Bu Ülke (Özet) – Cemil Meriç

Bu Ülke (Özet) – Cemil Meriç

Bu Ülke – Cemil Meriç

Bu Ülke, Cemil Meriç‘in ilk basımı 1974 yılında yapılan deneme türündeki eseri.

Bu Ülke, Cemil Meriç’in düşüncelerinden, izlenimlerinden, duygularından, anılarından oluşan, kendini anlamak ve anlatmak için kaleme aldığı, yayımlanmış ya da yayımlanmamış yazılarının kronolojik bir sıra içinde derlenmesinden oluşmuştur. Bu Ülke adlı eser, ülkemizin trajedisini anlatan önemli bir denemedir.

Cemil Meriç bu kitabı için şöyle bir değerlendirme yapar:

“Bu sayfalarda hayatımın bütünü, yani bütün sevgilerim, bütün kinlerim, bütün tecrübelerim var. Bana öyle geliyor ki, hayat denen mülakata bu kitabı yazmak için geldim; etimin eti, kemiğimin kemiği.”

Bu Ülke’den Seçmeler

Siham-ı Kaza

Hakikati bulan, başkaları farklı düşünüyor diye, onu haykırmaktan çekiniyorsa hem budala hem de alçaktır. Bir adamın ‘Benden başka herkes aldanıyor.’ demesi güç şüphesiz; ama sahiden herkes aklanıyorsa ne yapsın?

Sağ ile Sol

Mefhumların kâh gülünç kâh korkunç maskelerle raksa çıktığı bir karnaval balosu, fikir hayatımız.

Tanımıyoruz onları, nereden geliyorlar bilen yok. Firavunlara benziyorlar, kalabalığa çehrelerini göstermeyen firavunlara.

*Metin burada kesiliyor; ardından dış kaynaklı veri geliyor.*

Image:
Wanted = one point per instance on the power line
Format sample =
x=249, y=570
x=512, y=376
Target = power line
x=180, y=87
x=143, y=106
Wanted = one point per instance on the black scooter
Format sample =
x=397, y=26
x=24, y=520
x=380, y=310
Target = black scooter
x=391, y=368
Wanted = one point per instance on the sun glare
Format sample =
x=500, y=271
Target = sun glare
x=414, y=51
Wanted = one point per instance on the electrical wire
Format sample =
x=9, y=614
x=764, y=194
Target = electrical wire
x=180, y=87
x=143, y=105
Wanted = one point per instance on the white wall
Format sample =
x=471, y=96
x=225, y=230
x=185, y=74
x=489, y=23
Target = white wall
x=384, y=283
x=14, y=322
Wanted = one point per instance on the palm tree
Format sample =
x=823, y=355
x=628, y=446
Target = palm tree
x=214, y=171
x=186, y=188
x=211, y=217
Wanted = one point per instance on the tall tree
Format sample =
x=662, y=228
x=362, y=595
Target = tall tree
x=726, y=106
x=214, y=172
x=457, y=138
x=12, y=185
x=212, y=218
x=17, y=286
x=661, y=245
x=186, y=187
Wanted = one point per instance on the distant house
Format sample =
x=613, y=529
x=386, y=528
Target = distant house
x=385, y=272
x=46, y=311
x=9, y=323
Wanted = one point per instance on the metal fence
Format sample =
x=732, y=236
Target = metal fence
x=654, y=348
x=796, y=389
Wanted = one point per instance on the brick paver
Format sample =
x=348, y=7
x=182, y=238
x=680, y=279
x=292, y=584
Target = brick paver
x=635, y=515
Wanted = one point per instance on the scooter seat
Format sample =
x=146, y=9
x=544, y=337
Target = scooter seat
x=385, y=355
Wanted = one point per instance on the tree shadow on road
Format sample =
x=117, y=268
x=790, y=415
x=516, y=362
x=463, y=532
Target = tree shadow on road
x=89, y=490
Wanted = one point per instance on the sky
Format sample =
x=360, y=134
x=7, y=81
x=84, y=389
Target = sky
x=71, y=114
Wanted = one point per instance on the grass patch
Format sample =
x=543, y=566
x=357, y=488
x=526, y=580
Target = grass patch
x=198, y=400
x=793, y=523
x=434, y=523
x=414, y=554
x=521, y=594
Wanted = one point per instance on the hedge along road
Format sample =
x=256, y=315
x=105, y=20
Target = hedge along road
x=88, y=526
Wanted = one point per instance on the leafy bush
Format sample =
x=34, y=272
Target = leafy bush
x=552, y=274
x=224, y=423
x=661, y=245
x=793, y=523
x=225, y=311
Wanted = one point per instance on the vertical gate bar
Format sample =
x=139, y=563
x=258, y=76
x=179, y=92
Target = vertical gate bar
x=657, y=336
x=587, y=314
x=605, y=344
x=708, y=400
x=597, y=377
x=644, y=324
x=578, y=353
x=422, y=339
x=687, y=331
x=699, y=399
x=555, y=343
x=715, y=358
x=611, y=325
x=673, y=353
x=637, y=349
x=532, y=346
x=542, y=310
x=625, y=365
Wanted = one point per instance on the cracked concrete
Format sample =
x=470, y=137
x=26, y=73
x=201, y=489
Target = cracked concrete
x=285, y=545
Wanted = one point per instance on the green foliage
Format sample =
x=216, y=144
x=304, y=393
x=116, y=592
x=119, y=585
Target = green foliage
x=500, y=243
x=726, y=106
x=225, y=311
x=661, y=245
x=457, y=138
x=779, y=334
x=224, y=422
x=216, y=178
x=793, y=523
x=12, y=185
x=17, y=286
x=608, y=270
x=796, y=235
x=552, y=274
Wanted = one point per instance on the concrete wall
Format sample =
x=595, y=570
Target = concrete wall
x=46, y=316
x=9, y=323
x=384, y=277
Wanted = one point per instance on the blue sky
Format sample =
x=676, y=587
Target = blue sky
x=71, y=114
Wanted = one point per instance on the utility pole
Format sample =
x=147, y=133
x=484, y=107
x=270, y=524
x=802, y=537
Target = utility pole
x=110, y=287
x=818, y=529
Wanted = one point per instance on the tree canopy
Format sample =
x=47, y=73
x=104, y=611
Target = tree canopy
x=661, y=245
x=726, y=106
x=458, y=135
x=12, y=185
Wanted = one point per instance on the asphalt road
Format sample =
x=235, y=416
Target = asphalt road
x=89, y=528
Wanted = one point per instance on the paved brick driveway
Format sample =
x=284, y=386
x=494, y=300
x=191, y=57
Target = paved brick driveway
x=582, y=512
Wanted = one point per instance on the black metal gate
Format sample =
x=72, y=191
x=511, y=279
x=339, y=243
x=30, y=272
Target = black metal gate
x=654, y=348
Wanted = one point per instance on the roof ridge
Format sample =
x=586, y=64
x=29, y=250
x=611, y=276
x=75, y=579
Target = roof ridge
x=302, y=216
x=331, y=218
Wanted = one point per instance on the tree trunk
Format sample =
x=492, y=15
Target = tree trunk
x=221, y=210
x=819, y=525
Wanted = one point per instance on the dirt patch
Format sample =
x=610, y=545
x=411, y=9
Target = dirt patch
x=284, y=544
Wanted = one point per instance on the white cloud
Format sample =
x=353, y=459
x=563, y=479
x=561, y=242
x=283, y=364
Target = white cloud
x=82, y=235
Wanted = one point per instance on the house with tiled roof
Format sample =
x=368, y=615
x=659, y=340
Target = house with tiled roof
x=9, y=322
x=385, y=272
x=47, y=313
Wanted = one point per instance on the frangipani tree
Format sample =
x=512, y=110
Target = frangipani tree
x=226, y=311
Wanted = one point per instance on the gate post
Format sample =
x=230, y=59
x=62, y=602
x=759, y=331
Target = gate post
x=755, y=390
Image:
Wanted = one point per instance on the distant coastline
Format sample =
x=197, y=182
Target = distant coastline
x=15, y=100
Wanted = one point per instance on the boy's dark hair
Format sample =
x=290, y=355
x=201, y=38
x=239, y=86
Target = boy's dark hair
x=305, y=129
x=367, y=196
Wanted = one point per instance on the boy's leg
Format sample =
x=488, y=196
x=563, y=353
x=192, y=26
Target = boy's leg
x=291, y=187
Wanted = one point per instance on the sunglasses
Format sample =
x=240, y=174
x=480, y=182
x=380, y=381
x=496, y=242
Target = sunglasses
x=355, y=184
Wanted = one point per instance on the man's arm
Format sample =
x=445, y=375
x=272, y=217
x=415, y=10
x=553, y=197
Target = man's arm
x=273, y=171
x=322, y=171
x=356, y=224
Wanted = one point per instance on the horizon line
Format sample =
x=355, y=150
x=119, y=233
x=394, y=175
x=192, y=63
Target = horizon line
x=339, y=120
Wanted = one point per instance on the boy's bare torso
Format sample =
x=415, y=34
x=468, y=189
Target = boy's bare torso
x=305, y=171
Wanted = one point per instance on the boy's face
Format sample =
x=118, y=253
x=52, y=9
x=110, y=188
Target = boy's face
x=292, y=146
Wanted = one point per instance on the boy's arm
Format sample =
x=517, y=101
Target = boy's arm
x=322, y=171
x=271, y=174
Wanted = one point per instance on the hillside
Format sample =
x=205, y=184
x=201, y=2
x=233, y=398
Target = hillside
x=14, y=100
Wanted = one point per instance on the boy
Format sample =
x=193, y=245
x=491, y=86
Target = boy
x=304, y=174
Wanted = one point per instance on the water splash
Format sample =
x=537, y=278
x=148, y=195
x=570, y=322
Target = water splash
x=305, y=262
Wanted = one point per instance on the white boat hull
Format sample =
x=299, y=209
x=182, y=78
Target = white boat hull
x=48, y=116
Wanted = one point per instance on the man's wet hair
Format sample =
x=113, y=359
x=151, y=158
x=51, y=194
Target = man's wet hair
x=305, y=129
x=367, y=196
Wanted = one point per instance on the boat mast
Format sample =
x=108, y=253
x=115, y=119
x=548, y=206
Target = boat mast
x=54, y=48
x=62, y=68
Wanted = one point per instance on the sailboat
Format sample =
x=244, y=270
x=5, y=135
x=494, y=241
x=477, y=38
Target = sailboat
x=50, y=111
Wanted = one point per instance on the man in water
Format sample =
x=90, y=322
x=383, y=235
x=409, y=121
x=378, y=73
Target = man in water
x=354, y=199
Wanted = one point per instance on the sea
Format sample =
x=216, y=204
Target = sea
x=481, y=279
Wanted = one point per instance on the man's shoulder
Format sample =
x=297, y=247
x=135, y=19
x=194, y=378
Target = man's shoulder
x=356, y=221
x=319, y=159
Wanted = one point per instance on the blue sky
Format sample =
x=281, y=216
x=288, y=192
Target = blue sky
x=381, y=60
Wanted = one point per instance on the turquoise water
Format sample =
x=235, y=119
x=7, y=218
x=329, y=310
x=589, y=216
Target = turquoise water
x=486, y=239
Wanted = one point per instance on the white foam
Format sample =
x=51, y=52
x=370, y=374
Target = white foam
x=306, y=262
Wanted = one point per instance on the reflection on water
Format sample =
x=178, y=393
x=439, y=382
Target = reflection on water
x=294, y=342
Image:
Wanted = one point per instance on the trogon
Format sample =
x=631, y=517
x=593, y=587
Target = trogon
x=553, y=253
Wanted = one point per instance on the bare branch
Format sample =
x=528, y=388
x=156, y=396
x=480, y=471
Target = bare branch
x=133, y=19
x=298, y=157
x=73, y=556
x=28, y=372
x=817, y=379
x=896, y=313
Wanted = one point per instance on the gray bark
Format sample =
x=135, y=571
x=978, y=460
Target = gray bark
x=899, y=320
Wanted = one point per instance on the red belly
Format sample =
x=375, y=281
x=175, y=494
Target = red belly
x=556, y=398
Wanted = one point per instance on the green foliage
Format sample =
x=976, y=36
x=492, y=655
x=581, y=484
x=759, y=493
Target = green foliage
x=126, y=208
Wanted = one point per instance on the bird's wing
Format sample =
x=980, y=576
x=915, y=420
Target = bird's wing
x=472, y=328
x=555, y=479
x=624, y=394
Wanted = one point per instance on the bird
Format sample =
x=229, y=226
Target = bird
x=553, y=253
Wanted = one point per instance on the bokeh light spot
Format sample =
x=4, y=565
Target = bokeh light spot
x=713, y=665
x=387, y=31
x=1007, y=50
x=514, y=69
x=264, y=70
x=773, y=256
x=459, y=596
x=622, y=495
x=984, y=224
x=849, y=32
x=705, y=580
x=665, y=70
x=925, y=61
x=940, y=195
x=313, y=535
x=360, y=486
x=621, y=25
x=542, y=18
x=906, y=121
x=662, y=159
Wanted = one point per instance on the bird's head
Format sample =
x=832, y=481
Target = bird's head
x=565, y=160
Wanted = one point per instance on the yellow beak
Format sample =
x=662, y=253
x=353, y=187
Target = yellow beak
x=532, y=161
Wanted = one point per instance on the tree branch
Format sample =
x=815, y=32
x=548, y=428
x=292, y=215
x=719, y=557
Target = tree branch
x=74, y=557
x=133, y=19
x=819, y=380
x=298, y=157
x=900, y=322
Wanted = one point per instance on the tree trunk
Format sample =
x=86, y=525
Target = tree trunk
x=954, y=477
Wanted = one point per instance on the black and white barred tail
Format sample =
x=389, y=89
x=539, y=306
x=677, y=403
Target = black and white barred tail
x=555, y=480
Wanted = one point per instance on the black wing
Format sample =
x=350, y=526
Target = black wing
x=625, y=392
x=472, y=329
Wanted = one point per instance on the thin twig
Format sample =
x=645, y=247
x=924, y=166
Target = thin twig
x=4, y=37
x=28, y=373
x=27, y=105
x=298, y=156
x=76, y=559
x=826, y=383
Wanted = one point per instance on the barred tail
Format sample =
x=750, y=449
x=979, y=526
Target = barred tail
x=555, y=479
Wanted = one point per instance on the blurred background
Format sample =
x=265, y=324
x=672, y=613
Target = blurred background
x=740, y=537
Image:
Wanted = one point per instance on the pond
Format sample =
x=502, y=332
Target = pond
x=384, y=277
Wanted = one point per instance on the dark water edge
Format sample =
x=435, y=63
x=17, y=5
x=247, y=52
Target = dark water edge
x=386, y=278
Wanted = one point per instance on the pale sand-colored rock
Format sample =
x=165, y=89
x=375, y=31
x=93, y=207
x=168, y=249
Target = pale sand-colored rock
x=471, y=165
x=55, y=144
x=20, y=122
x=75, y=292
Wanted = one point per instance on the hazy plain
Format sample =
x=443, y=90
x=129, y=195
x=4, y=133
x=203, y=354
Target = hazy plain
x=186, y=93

Ve aydınlarımız, o meçhul heyulalar için ehramlara taş taşıyan birer köle.

Gerici Kim?

Canavarlarla dolu bir ormandayız. Yolumuzu hayaletler kesiyor. Tanımadığımız bir dünya bu. İthal malı mefhumların kaypak ve karanlık dünyası. Gerçek, kelimelerin arkasında kayboluyor.

Ne güzel tarif: “Gerici, bir toplumun gelişmesini sağlayacak hiçbir yeniliği istemeyen, her yönüyle eskiyi özleyen ve eski düzeni getirmeye çalışan (kimse)” (Meydan-Larousse) tarifin tek kusuru bu ucubenin hangi çağda, hangi ülkede yaşadığını söylememesi.

Murdar bir hâlden muhteşem bir maziye kanatlanmak gericilikse, her namuslu insan gericidir.

IV. Murat’a, “Süleyman devrine dön!” diye haykıran Koçi Bey’den Reşit Paşa’ya kadar Osmanlı Devleti’nin bütün istilahatçıları gerici. Dante, yaşadığı çağdan iğrenir. Balzac eserini iki ezeli hakikatin ışığında yazar: Kilise ve krallık. Her kavganın ezeli mazereti: Son kavga olmak.

Bu tahrip İhtirası, bir asrın imtiyazı, daha doğrusu yüz karası değil, Kabil’den beri uzayıp giden bir lanet zinciri. Kıyıcılık kanında var Avrupalının. Yunan destanları birer cinayet salnamesi; Yunan, İskandinav veya Germen destanları. Machiavelli’ye göre “Mecbur kalınınca kuvvet haktır.” Mecbur kalınınca, yani istenince. Şair: “Din şehit ister, asuman kurban.” diyor; evet, Avrupalının dini.